Gasps sounded around the table, and I was so dumbfounded I couldn’t move.
“But this will look so bad for—”
“You know what looks bad?” Katie cut off her VP. “A bunch of women who don’t support each other when a guy pulls some shit like this. I’m sick of it. Less than an hour ago, I told D.J. where he could stick his goddamned fraternal reputation.” She stood up and leaned forward, her hands on the table. “Let me tell you girls a story, short and sweet. In high school, I was a junior varsity cheerleader dating a senior who was up for football scholarships. I’d slept with him several times, willingly. One night I wasn’t in the mood, but he was. So he held me down and forced me. The few people I told about it—including my best friend—pointed out what would happen to him if I told. They stressed the fact that I hadn’t been a virgin, that we were dating, that we’d had sex before. So I kept quiet. I never even told my mother. That boy put bruises on my body. I was crying and begging him to stop and he didn’t. That’s called rape, ladies.”
She drew herself up and crossed her arms over her chest. “So Buck can enjoy sitting in a cell contemplating how he blew up his life. That dickwad hurt two people sitting at this table. And you’re worried about who’ll look bad if they tell? Screw that. Dean and D.J. and Kennedy and every frat boy on this campus can all go fuck themselves. Are we sisters or not?”
Jacqueline,
I’ve attached the review that I’ll hand out on Thursday. I guess it’s technically preferential for me to give it to you a couple of days early, but I did tell you that you were my favorite, after all.

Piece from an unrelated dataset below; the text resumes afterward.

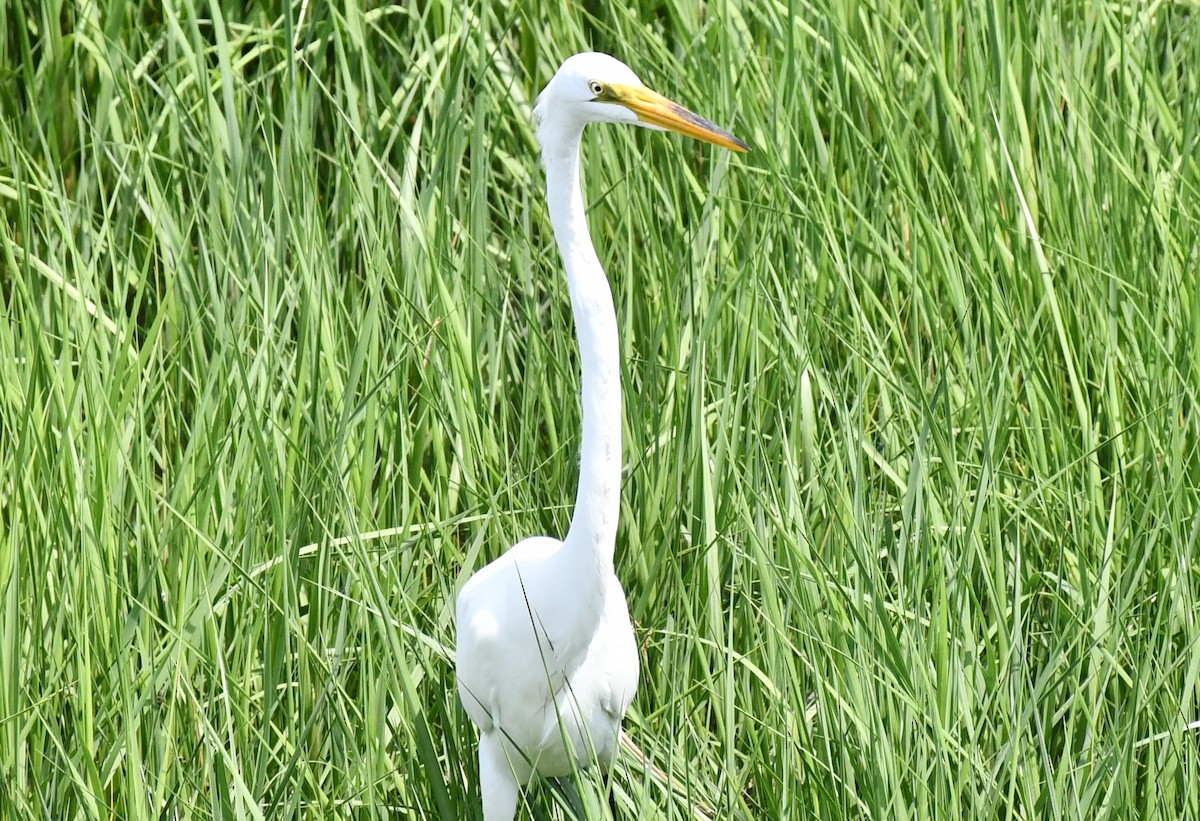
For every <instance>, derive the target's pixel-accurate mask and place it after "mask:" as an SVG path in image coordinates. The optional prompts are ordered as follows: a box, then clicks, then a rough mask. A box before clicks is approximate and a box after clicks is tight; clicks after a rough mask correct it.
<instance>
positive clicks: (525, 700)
mask: <svg viewBox="0 0 1200 821" xmlns="http://www.w3.org/2000/svg"><path fill="white" fill-rule="evenodd" d="M533 114H534V119H535V121H536V124H538V142H539V143H540V144H541V156H542V163H544V164H545V167H546V197H547V200H548V203H550V221H551V224H552V226H553V228H554V239H556V240H557V241H558V248H559V251H560V252H562V254H563V262H564V263H565V265H566V283H568V289H569V290H570V296H571V310H572V312H574V314H575V328H576V332H577V335H578V344H580V354H581V370H582V400H581V401H582V410H583V438H582V448H581V449H582V453H581V457H580V485H578V489H577V491H576V496H575V510H574V514H572V516H571V525H570V529H568V532H566V538H565V539H563V540H562V541H558V540H557V539H551V538H547V537H534V538H532V539H526V540H523V541H521V543H520V544H517V545H515V546H514V547H512V549H510V550H509V551H508V552H506V553H504V555H503V556H500V557H499V558H498V559H496V561H494V562H492V563H491V564H488V565H487V567H485V568H482V569H481V570H479V571H478V573H475V575H473V576H472V577H470V579H469V580H468V581H467V583H466V585H464V586H463V588H462V592H461V593H460V594H458V606H457V616H456V618H457V630H458V637H457V660H456V669H457V677H458V696H460V699H462V705H463V707H464V708H466V709H467V714H468V715H470V719H472V720H473V721H474V723H475V724H476V725H478V726H479V733H480V735H479V779H480V789H481V791H482V795H484V817H485V819H487V821H508V820H509V819H512V817H514V815H515V814H516V805H517V793H518V790H520V786H521V785H523V784H526V783H528V780H529V779H530V778H532V777H533V775H534V774H535V773H536V774H541V775H546V777H552V778H553V777H560V775H566V774H569V773H570V772H571V769H572V766H586V765H588V763H590V762H592V761H596V762H598V763H600V766H601V767H604V768H607V767H608V766H610V765H611V763H612V761H613V759H614V756H616V753H617V749H618V747H619V741H620V721H622V719H623V718H624V715H625V711H626V709H628V708H629V702H630V701H631V700H632V697H634V690H636V689H637V647H636V645H635V642H634V629H632V625H631V624H630V621H629V609H628V607H626V605H625V592H624V591H623V589H622V587H620V582H619V581H618V580H617V576H616V574H614V573H613V565H612V558H613V549H614V546H616V539H617V514H618V509H619V507H620V459H622V453H620V367H619V359H618V356H619V352H618V344H617V314H616V311H614V310H613V302H612V292H611V289H610V288H608V280H607V278H606V277H605V272H604V269H602V268H601V266H600V260H599V259H598V258H596V252H595V247H594V246H593V245H592V238H590V235H589V233H588V223H587V218H586V216H584V211H583V194H582V192H581V190H580V142H581V138H582V136H583V127H584V126H586V125H588V124H589V122H626V124H630V125H640V126H644V127H648V128H654V130H658V131H665V130H670V131H677V132H679V133H683V134H686V136H689V137H695V138H696V139H702V140H704V142H708V143H715V144H716V145H721V146H724V148H727V149H732V150H734V151H749V150H750V149H749V148H748V146H746V144H745V143H743V142H742V140H739V139H738V138H737V137H734V136H733V134H731V133H730V132H727V131H725V130H722V128H719V127H716V126H715V125H713V124H712V122H709V121H708V120H706V119H703V118H701V116H697V115H696V114H692V113H691V112H689V110H688V109H686V108H684V107H682V106H679V104H677V103H673V102H671V101H670V100H667V98H666V97H662V96H660V95H658V94H655V92H654V91H650V90H649V89H647V88H646V86H644V85H643V84H642V82H641V80H640V79H637V76H636V74H635V73H634V72H632V71H631V70H630V68H629V67H628V66H626V65H625V64H623V62H620V61H619V60H616V59H613V58H611V56H608V55H607V54H598V53H588V54H576V55H575V56H571V58H569V59H568V60H565V61H564V62H563V65H562V66H560V67H559V70H558V72H556V73H554V77H553V78H552V79H551V80H550V83H548V84H547V85H546V89H545V90H544V91H542V92H541V96H539V97H538V103H536V106H535V107H534V112H533Z"/></svg>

LM (aka Lucas, aka Landon, aka Mr. Maxfield)
Mr. Landon Lucas Maxfield,
It feels odd to get economics email from you. Like you aren’t really the same person. (I just remembered how I asked if you needed help in economics. I was all set to recommend you as a tutor to yourself. You must have thought I was so clueless.)

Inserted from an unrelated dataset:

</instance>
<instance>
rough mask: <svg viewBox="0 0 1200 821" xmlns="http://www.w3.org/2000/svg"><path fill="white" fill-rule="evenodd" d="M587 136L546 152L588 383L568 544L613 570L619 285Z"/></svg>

Thank you for the review worksheet. I won’t even look at it until Thursday. That way you don’t need to feel guilty about giving it to me early.
Mindi and I filed reports at the police station earlier. Erin drove us. It was the first time I actually gave anyone a detailed account of the whole thing. I was shaking and crying by the time I was done, and I felt weak and stupid all over again. Mindi was in even worse shape; the case worker said she may need to be treated for PTSD. She told us both to go to the school counseling office or a private therapist for treatment.
Mindi called her parents on the way back to campus, and they’ll be on a flight here in the morning. It never even occurred to me to tell mine. I don’t think I could deal with another I-told-you-so speech from my mother. Not about this.